Watch: Giant floating crane ship arrives in Cork to help dismantle gas platforms

2022-05-28 17:33:58 By : Ms. judy zhu

Over the years, the Thialf has been used in several high-profile construction jobs such as installing the Erasmus Bridge in 1995

One of the world’s largest and most powerful heavy lifting floating crane ships has arrived off the Cork coast to begin the final decommissioning stage of two famous gas platforms.

Dramatic aerial footage shows the Thialf, a 14,200 metric ton floating behemoth with two giant cranes, positioned in the Kinsale area gas field, some 30-miles off the south coast.

It will spend the coming weeks dismantling the superstructures and equipment associated with the field’s Alpha and Bravo platforms.

The footage shows the Thialf, which is technically classed as a semi-submersible crane vessel (SSCV), dwarfing the Bravo rig.

The Thialf was famous for being the largest crane vessel in the world until it lost the title to an even bigger SSCV, the Sleipnir, in 2019.

In 2000, the Thialf set a world record by lifting the 11,883 metric ton Shearwater rig topside in the North Sea. The record lasted 14-years.

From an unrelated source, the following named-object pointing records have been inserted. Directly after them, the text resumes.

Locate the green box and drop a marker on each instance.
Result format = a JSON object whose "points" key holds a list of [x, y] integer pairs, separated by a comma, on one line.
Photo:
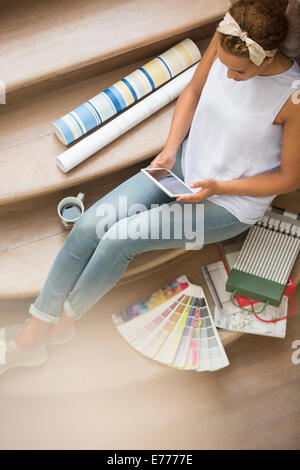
{"points": [[254, 287]]}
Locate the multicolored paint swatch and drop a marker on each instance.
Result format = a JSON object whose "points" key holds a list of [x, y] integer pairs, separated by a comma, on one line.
{"points": [[150, 302], [179, 333]]}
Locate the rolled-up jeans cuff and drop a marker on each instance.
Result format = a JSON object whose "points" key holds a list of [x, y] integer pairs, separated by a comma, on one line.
{"points": [[42, 315], [70, 312]]}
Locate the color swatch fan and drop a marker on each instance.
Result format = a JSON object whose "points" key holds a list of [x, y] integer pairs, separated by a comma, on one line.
{"points": [[179, 333]]}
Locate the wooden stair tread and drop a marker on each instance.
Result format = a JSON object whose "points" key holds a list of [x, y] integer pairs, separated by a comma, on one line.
{"points": [[29, 145], [73, 34]]}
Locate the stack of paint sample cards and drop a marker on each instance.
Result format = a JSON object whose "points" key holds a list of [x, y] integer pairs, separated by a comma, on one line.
{"points": [[179, 332]]}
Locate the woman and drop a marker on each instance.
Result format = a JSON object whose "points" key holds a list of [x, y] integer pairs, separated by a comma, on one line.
{"points": [[241, 151]]}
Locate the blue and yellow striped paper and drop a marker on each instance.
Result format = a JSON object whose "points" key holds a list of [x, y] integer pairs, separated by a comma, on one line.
{"points": [[126, 91]]}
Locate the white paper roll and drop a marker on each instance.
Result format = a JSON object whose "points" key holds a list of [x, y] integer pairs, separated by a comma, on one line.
{"points": [[126, 121]]}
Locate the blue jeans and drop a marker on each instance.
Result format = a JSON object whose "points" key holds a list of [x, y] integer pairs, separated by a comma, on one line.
{"points": [[88, 266]]}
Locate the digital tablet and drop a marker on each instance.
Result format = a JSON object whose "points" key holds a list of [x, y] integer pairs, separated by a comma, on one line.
{"points": [[167, 181]]}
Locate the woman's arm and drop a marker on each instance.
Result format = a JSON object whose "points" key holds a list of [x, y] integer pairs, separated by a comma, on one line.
{"points": [[285, 180], [187, 102]]}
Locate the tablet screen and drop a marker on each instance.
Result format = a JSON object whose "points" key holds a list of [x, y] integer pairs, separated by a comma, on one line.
{"points": [[169, 181]]}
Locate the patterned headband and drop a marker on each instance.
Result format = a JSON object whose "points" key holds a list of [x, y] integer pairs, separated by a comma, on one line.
{"points": [[257, 53]]}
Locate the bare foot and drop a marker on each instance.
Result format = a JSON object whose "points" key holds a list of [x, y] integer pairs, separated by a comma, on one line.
{"points": [[33, 335]]}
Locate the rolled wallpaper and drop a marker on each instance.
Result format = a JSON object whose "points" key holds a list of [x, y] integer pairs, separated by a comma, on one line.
{"points": [[126, 91], [121, 124]]}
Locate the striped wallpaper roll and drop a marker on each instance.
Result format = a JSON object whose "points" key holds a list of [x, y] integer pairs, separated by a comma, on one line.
{"points": [[125, 92]]}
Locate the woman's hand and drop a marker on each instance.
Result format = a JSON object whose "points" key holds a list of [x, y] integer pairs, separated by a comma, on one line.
{"points": [[164, 159], [208, 188]]}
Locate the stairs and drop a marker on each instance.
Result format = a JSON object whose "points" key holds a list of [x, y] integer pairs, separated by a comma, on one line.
{"points": [[56, 55]]}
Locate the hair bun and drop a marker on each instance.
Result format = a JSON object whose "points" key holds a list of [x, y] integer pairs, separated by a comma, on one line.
{"points": [[275, 7]]}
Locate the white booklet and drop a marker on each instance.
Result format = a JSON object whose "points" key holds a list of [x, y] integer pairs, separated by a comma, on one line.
{"points": [[230, 317]]}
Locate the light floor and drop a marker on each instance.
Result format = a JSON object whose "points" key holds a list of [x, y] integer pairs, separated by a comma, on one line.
{"points": [[97, 392]]}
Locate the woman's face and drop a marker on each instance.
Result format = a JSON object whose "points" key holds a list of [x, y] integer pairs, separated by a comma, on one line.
{"points": [[240, 68]]}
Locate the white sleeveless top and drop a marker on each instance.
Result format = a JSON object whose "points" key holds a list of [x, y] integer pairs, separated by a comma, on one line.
{"points": [[232, 135]]}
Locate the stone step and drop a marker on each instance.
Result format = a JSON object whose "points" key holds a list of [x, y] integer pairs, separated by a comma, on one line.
{"points": [[29, 146], [47, 45], [30, 239]]}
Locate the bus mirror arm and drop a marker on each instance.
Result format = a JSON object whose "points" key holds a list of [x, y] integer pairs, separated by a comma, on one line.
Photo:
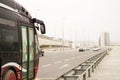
{"points": [[42, 25]]}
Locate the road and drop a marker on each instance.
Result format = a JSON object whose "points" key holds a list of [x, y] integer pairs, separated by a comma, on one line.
{"points": [[55, 64]]}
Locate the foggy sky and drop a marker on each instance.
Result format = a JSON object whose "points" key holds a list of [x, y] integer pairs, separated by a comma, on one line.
{"points": [[77, 19]]}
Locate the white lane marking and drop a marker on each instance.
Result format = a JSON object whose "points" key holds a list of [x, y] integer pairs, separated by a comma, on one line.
{"points": [[57, 62], [72, 58], [66, 59], [46, 65], [63, 66]]}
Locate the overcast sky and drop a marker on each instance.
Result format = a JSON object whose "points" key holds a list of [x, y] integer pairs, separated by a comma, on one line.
{"points": [[77, 19]]}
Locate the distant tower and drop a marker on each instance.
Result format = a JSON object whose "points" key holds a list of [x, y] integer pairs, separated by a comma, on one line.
{"points": [[104, 39]]}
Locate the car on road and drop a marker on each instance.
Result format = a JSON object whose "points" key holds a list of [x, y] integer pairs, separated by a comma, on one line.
{"points": [[41, 52], [81, 50]]}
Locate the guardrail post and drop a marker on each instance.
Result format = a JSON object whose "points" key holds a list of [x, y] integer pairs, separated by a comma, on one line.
{"points": [[89, 73], [84, 77], [93, 68]]}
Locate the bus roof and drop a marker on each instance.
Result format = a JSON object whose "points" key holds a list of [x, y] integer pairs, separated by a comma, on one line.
{"points": [[14, 6]]}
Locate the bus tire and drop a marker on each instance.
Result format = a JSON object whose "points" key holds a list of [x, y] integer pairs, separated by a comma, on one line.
{"points": [[9, 75]]}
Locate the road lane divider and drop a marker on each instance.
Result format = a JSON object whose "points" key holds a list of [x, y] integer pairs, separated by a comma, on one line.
{"points": [[66, 65], [46, 65]]}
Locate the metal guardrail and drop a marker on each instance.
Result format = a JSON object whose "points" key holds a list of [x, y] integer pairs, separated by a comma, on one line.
{"points": [[84, 70]]}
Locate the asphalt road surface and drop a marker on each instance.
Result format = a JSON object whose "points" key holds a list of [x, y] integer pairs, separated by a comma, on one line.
{"points": [[55, 64]]}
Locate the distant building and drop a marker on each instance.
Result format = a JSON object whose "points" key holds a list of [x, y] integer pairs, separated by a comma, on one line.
{"points": [[104, 39]]}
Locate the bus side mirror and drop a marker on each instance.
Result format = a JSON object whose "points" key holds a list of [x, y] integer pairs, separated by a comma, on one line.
{"points": [[39, 25]]}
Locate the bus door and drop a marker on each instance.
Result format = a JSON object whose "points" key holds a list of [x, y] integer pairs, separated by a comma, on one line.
{"points": [[27, 34]]}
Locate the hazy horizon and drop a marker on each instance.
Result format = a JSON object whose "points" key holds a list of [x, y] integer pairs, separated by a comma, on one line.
{"points": [[77, 19]]}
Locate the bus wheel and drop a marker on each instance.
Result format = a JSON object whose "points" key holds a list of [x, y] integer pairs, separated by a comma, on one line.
{"points": [[9, 75]]}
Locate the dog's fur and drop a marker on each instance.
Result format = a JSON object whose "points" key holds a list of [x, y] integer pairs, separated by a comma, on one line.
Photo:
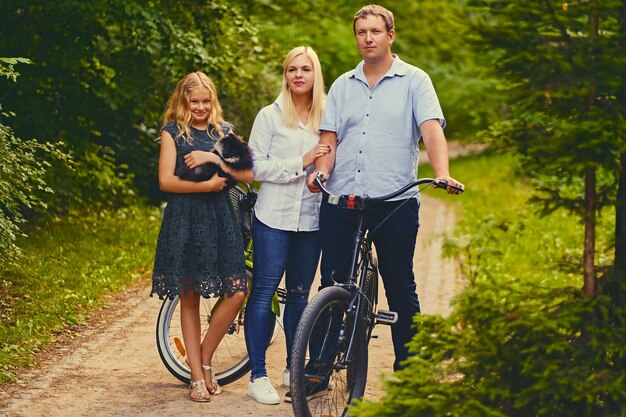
{"points": [[232, 150]]}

At 210m long, the Thialf is almost one and a half times the length of Croke Park, and at 88m wide, it’s almost the same width. Its work deck stands at almost 50m high.

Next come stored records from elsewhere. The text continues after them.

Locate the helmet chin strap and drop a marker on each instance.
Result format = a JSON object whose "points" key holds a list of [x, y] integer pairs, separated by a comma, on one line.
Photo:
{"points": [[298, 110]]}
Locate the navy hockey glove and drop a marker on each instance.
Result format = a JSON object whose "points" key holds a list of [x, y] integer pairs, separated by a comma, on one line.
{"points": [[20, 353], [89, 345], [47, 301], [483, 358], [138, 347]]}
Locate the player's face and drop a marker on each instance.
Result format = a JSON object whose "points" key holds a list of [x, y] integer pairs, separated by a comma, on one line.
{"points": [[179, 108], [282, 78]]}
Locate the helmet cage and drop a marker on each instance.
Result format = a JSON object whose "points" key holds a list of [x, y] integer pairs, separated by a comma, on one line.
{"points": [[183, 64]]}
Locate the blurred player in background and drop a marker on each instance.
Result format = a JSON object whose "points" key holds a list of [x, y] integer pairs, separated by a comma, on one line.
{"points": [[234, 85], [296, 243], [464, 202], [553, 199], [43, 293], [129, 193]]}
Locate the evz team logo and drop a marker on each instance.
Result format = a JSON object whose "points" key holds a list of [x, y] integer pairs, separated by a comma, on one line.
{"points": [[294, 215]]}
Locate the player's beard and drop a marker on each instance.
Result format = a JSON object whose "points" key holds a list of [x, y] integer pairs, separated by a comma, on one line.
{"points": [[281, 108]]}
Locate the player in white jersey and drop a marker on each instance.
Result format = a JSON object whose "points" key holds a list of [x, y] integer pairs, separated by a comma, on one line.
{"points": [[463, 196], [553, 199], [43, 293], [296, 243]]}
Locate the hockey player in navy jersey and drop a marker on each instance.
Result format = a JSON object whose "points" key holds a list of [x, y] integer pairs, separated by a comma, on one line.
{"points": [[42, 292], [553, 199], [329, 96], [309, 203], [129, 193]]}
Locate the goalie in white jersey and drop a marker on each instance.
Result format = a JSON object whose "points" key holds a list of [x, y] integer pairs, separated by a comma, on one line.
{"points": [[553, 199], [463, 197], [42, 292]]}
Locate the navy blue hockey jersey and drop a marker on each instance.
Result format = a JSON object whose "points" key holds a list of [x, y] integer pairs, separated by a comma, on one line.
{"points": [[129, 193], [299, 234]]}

Built in 1985 by Mitsui Engineering and Shipbuilding under the name of DB-102, it was owned by McDermott International until 1997, when it was taken over by Heerema Marine Contractors and renamed Thialf.

Its two massive cranes, whose arms when fully extended can soar up to 540ft in the air, have a combined maximum lifting capacity of 14,200 tons - roughly the equivalent of 28 jumbo jets.

The ship uses a hi-tech dynamic positioning system to pump vast quantities of water into its tanks to act as ballast, and to maintain its position while lifting and to provide a solid work platform.

Over the years, it has been used in several high-profile construction jobs such as installing the Erasmus Bridge in 1995 and the topsides on BP’s rig, Holstein, the heaviest single piece foundation piles for Chevron’s Benguela Belize compliant tower, a gravity-based drilling platform which is the fifth tallest freestanding structure in the world. 

It was also involved in decommissioning the controversial Brent Spar oil storage buoy in 1998.

Its owners describe it as their workhorse for “its ability to get the work done, regardless of the job, location, or weather”.

Work on the decommissioning of the Kinsale gas field has been ongoing for some time, with the Stena Drilling-owned Stena Spey rig on-site from April 2021 to late in the year.

Several massive supply ships called to the Port of Cork during that time to provide logistics support to the operation.